TASHKENT: Authorities in Uzbekistan said on Monday 18 people died in clashes in the autonomous Karakalpakstan region when mass protests erupted last week over planned constitutional changes affecting the territory’s status.

The unrest, pitting protesters against security forces, represented the most significant challenge yet to the rule of President Shavkat Mirziyoyev since he rose to power from the post of prime minister in 2016, when long-serving mentor Islam Karimov died.

The size of the protest on Friday was unprecedented for the Karakalpakstan region and possibly Uzbekistan.

The security crackdown that ensued has drawn parallels with protests in the eastern city of Andijan in 2005, where 170 people were killed according to an official toll considered conservative at the time.

Uzbek lawmaker Bobur Bekmurodov said that analogy was “unfair” in a tweet on Monday, praising Mirziyoyev’s willingness to engage in dialogue over the crisis.

In the aftermath of the violence, Mirziyoyev scrapped the constitutional amendments that would have removed the republic’s constitutional right to self-determination.

Eyewitnesses said a tense calm in the region, where a state of emergency is in effect. The diplomatic reaction to events in the remote region has been muted so far.

On Monday, the European Union called for an independent investigation into “the violent events in Karakalpakstan”.

“We deeply regret the casualties and loss of human life and continue to follow developments closely,” it said in a statement.

Russia, Uzbekistan’s traditional ally and top trade partner ahead of China as of last year, indicated it had no plans to intervene.

Moscow, which is pressing ahead with a military offensive in Ukraine, said the events in Uzbekistan were the country’s “internal affair”.

“We have no doubt that with the active work of the leadership of the republic, all existing problems will be resolved,” Kremlin spokesman Dmitry Peskov said on Monday.

Tensions in impoverished Karakalpakstan followed the publication of draft amendments to the constitution that removed the region’s right to secede via referendum — a legacy of a deal reached between Kara­kalpak authorities and the Uzbek government after the collapse of the Soviet Union.

Abror Mamatov, an official with the state prosecutor’s office, said during an online briefing on Monday that 18 people had died “as a result of serious injuries received during massive disorders” in Karakalpakstan’s administrative centre, Nukus.

A spokesman for the National Guard said 243 people were injured during the unrest, 94 of whom were hospitalised.

The spokesman, Davron Zhumanazarov, said 516 people were detained during the disorder. Some were given administrative punishments and released.

One amendment set to remain in the draft constitution will allow presidential candidates to run for seven-year terms, directly benefitting Mirziyoyev, who crushed token opponents to secure a second five-year term in October 2021.

Uzbekistan’s parliament voted on Monday to extend the period of public discussion on the constitutional reform for another 10 days — until July 15. A referendum is expected to take place in the coming months.

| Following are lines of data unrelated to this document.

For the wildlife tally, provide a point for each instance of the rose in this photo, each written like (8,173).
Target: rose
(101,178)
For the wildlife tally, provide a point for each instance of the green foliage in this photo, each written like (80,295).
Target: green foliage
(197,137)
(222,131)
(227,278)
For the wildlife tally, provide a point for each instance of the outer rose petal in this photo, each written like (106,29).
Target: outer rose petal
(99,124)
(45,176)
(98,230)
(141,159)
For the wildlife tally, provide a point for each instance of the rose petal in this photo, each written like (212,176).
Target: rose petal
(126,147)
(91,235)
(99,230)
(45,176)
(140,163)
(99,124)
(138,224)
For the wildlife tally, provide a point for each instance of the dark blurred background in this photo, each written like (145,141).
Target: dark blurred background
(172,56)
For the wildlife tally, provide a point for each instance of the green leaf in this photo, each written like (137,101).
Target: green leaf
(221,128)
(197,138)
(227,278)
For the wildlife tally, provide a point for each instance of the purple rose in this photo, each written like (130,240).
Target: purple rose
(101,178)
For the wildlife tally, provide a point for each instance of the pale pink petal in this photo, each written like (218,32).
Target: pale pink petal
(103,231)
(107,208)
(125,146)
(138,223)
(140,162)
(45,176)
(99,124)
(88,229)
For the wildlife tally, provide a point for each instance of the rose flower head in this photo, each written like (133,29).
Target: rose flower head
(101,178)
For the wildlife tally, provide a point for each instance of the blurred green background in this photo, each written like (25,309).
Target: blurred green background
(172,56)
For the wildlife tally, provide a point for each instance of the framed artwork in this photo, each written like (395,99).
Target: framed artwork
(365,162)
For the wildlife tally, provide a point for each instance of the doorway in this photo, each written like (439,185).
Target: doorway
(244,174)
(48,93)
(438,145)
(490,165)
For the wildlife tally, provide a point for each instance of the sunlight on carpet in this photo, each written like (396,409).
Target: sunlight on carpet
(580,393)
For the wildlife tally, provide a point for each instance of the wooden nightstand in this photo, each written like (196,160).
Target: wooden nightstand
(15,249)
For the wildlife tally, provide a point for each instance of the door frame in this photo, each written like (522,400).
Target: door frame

Karakalpakstan takes its name from the Turkic Karakalpak people — a sizable minority in the western region of two million people — and is closely associated with the drying of the Aral Sea, one of the world’s great man-made environmental catastrophes.

Once the world’s fourth-largest lake, the Aral shrank massively due to Soviet agricultural policies that saw rivers that fed into it diverted, largely to expand cotton production.

On Sunday, Mirziyoyev made his second visit to Karakalpakstan in two days and accused protest organisers of “hiding behind false slogans” and trying to “seize the buildings of local government bodies” in an address to local lawmakers. He has sought to build a “New Uzbekistan” during his reign, which has seen some of the repressive excesses of the Karimov era trimmed.

His reforms have included some freedoms for the independent press in the landlocked country of around 35 million people.

However, the crisis in Karakalpakstan, which has seen major internet disruptions over the last week, has highlighted the limitations of his drive to open up the tightly controlled country.